Downtime in Zyan assumes the same -2 to +2 range of ability score modifiers to this roll as Worlds Without Number which makes the conversion even more seamless. This would be a really short blog post but the one factor to consider is the presence of skill points (up to another +4) in WWN increasing the maximum odds of success. I initially considered raising the base level difficulty but decided it was more fun for specialists to have the chance at greater success in their Downtime activities for their investment in the skill than to make even basic successes more unlikely for nonspecialists.

A Worlds Without Numbers Downtime System:

Roll 2d6 + Attribute + Relevant Skill

<7: Failure: There’s a complication and/or it doesn’t work.
7-9: Basic or Mixed Success: It works but there’s probably a complication.
10-11: Expert Success: It works!
12-13: Master Success: It works and an extra good thing!
14+: Legendary Success: It works and some really good stuff

Downtime Types

Inspired by the systems from Downtime in Zyan, Errant, and this blog post. More are possible pending player interest but I thought these were neat to me. The various new talent and martial training options from the Downtime Systems have been omitted as Worlds Without Number provides more mechanical advancement and character customization by default than B/X type games but I could see them fitting in the games too if focused in scope and potency.
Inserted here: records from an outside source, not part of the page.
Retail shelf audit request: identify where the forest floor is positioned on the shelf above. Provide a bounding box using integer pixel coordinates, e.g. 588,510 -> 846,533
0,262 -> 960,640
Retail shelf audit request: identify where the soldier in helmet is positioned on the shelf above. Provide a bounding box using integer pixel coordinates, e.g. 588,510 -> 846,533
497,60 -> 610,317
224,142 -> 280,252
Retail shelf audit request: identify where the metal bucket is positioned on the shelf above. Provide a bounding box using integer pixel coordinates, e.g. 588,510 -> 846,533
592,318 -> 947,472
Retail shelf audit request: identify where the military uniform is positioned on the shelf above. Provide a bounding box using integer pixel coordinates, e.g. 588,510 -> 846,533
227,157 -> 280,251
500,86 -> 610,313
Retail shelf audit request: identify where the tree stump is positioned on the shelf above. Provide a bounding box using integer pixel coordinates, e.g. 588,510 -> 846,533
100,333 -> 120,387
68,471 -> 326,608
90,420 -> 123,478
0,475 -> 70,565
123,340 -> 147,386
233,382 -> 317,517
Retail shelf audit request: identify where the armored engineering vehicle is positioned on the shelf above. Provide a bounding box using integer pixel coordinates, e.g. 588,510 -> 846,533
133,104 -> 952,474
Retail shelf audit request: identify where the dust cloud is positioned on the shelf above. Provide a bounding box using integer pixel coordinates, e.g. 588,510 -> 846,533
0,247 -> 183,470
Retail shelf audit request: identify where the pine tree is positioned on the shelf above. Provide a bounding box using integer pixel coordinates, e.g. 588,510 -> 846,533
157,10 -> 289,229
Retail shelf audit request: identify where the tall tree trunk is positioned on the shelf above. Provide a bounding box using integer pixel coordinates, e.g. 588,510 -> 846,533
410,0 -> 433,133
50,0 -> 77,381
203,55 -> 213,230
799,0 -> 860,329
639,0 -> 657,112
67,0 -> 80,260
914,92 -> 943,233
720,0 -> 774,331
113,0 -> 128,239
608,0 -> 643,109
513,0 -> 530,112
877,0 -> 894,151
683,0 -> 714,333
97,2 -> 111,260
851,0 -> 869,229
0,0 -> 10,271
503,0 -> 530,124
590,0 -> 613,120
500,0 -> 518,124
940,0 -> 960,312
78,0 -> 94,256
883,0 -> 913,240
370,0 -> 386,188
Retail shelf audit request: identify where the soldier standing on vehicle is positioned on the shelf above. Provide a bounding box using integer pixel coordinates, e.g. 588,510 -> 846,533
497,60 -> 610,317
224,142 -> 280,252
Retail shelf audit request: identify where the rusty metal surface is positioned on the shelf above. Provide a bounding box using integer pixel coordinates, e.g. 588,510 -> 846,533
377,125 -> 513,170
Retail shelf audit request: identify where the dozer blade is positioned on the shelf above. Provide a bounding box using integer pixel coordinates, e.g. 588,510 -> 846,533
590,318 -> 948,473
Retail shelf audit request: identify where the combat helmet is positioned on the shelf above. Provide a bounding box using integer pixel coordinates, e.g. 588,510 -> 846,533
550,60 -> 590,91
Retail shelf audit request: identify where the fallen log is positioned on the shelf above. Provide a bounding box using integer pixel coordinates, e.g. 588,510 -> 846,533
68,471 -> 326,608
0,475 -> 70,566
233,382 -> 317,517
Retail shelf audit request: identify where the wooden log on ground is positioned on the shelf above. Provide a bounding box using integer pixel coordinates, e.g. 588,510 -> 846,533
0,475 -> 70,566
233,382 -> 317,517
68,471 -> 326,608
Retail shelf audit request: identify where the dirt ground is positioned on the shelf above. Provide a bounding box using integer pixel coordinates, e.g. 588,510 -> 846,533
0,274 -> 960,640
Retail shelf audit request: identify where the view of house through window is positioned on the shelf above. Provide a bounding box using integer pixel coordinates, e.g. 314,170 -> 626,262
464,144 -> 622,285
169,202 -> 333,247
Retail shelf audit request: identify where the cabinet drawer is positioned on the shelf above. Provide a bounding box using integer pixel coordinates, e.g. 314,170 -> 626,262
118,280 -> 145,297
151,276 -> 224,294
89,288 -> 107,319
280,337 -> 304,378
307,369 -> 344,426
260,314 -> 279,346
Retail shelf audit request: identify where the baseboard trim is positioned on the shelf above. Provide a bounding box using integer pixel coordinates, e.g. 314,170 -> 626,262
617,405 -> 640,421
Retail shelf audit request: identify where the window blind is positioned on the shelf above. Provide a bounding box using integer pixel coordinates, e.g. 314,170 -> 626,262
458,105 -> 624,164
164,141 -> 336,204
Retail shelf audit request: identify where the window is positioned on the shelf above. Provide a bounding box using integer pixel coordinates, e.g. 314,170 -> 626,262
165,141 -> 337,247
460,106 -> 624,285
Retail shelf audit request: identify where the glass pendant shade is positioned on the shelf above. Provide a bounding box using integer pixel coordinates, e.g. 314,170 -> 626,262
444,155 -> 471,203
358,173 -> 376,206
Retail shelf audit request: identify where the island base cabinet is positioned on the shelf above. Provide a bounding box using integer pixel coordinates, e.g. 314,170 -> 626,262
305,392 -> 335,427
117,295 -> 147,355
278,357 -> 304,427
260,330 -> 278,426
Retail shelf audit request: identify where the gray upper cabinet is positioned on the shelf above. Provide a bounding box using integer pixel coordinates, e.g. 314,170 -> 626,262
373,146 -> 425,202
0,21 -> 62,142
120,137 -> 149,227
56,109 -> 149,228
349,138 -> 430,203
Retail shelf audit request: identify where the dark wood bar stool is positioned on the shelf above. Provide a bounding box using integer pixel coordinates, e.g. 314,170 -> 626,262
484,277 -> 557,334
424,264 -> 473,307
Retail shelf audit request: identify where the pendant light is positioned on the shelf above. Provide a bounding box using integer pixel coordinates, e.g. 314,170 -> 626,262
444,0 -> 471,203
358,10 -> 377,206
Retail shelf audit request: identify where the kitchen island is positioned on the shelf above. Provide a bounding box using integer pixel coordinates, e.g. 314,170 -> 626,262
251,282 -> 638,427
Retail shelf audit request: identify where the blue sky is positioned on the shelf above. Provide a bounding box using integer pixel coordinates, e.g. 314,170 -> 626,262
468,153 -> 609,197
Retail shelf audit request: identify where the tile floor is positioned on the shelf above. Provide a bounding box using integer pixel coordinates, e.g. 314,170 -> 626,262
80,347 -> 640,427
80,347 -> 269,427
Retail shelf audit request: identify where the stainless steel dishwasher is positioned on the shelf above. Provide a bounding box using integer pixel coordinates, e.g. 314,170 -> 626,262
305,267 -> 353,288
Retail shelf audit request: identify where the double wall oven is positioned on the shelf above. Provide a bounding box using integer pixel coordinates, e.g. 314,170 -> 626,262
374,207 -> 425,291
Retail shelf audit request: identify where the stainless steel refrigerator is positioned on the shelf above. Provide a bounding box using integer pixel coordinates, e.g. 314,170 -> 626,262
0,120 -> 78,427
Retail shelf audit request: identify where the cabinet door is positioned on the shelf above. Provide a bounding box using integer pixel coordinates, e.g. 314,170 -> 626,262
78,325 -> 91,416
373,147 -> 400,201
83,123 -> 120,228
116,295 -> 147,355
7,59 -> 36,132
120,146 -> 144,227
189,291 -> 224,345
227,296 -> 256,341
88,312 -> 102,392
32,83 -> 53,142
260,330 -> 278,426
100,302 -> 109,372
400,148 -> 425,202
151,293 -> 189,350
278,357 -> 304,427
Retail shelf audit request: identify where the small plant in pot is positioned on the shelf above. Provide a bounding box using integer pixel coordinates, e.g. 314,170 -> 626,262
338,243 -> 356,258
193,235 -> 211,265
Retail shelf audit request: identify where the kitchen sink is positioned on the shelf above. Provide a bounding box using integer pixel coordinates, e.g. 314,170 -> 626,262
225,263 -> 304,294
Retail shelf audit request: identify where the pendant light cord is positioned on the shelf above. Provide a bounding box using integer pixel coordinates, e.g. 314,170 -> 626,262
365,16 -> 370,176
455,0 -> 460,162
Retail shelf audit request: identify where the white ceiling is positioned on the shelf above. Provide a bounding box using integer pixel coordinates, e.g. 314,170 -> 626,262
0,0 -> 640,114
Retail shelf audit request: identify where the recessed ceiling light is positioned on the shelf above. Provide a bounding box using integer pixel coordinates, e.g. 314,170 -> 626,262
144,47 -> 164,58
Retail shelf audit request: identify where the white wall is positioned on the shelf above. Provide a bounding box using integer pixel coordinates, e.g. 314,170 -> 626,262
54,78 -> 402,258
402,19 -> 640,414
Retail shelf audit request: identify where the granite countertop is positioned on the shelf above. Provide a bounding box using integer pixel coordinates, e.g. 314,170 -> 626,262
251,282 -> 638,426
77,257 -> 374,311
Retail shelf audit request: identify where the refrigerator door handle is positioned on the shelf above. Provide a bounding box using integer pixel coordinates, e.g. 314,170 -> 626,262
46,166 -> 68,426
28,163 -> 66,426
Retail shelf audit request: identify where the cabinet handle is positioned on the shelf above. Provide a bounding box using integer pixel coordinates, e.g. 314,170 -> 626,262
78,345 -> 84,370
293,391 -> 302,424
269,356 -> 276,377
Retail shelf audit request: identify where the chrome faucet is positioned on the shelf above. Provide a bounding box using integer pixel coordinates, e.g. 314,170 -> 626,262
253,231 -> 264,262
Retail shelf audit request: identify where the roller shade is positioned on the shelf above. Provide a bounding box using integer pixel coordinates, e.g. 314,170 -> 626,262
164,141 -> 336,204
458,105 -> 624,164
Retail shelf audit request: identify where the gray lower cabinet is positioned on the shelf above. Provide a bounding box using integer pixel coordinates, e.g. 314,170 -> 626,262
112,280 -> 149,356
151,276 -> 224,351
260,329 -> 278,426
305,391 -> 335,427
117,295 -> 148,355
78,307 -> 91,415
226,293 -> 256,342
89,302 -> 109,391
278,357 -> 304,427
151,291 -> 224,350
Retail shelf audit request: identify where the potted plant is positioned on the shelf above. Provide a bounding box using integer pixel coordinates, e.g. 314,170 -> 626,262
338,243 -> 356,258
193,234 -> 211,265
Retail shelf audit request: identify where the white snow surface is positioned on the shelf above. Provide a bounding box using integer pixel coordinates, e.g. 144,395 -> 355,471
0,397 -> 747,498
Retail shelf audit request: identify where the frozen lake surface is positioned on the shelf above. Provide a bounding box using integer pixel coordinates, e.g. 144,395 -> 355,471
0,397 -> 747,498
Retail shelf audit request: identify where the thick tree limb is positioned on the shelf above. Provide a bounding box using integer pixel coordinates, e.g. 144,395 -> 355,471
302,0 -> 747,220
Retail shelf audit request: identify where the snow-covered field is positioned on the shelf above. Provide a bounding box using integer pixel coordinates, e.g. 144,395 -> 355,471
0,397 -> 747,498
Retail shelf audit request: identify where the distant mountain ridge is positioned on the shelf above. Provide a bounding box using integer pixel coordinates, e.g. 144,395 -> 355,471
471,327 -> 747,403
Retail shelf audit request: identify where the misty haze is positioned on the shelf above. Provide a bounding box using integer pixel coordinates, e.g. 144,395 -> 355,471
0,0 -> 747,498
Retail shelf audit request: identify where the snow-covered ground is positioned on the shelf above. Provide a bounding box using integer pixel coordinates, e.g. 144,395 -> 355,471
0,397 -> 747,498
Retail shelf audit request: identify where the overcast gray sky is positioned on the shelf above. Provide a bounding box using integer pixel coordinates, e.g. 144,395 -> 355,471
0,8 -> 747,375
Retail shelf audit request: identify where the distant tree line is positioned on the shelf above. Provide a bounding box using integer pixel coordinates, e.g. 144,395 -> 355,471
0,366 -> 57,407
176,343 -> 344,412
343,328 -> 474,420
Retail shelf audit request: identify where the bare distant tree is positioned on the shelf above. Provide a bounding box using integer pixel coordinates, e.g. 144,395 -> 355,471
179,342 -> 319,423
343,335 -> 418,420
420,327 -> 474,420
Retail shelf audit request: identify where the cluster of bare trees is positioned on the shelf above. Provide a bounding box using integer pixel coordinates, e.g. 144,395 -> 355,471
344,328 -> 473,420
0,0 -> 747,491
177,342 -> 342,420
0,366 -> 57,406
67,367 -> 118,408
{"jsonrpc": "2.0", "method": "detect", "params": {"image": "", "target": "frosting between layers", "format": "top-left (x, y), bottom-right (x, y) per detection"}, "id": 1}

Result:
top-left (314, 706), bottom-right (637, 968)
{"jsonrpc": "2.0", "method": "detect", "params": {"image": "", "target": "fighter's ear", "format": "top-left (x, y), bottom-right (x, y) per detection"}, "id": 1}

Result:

Animal Training: Step Tracker
Assassinations: Single Downtime
Building Bonds: Step Tracker
Building an Institution: Step Tracker
Burglary: Single Downtime
Create a Magic Item: Step Tracker
Craft: Single Downtime
Expeditions: Single Downtime
Burglary: Single Downtime
Pit Fighting: Single Downtime
Proclamations: Single Downtime
Investigation: Step Tracker
Revelry: Single Downtime

Here’s some examples:

Investigation

The GM creates a tracker for the number of successes required. Each success reveals a portion of the information.

Number of Steps Needed:

  1. Widespread Knowledge
  2. Uncommon Knowledge
  3. Esoteric Knowledge
  4. Forgotten Knowledge

<7 Failure: Stumped, no progress is made on the research tracker this downtime.
7-9: Basic or Mixed Success: The research tracker advanced but the GM may decide the information found is misleading or wrong. They don’t let the PC know if they’ve done this or not
10-11: Expert Success: The research tracker advances
12-13: Master Success: The research tracker advances 2 steps.
14+: Legendary Success: The research tracker advances 3 steps.

Revelry

Drink, debauch, socialize, and be merry!

<7: Failure: Roll on the Revelry Complications Table! Gain a hostile contact.
7-9: Mixed Success: Gain 1 new contact. Roll on the Revelry Complications table.
10-11: Expert Success Gain 1 new contact or 2 new contacts and roll on the Revelry Complications table.
12-13: Master Success: Gain 1 new contact. Roll on the Revelry Boons table
14+: Legendary Success: Gain 1 legendary contact. Roll on the Revelry Boons Table.

Creating a Magic Item

Most Downtime activities are an open spectrum from Failure to Legendary Success . However, some like Magic Item Creation require greater success than Basic as a baseline requirement to achieve the goals. I’m using WWN’s provided rules as a baseline and its system of accepting flaws in a failed item creation roll to still produce the item without the time and cash being wasted is neat and I’ll stick with it.

Multiple Downtimes

Every time a mission based adventure is completed (or abandoned) the party gets Downtime. This Downtime period usually represents about a month before the next adventure in my game. If an adventure or mission takes longer, players get a bonus Downtime activity for every ~3 sessions of adventuring without a Downtime. This doesn’t make much sense from a diegetic standpoint but exists to not penalize the amount of Downtime received and keep it relevant in the game if particular adventures or missions can’t be easily compressed into 1-2 sessions. Further reading on this idea.

1 thought on “Using 2d6 Downtime Activities In My Worlds Without Number Game”

  1. I think this is a really cool model. I’ve got my own WWN sandbox game going right now and I’m definitely going to use this in it.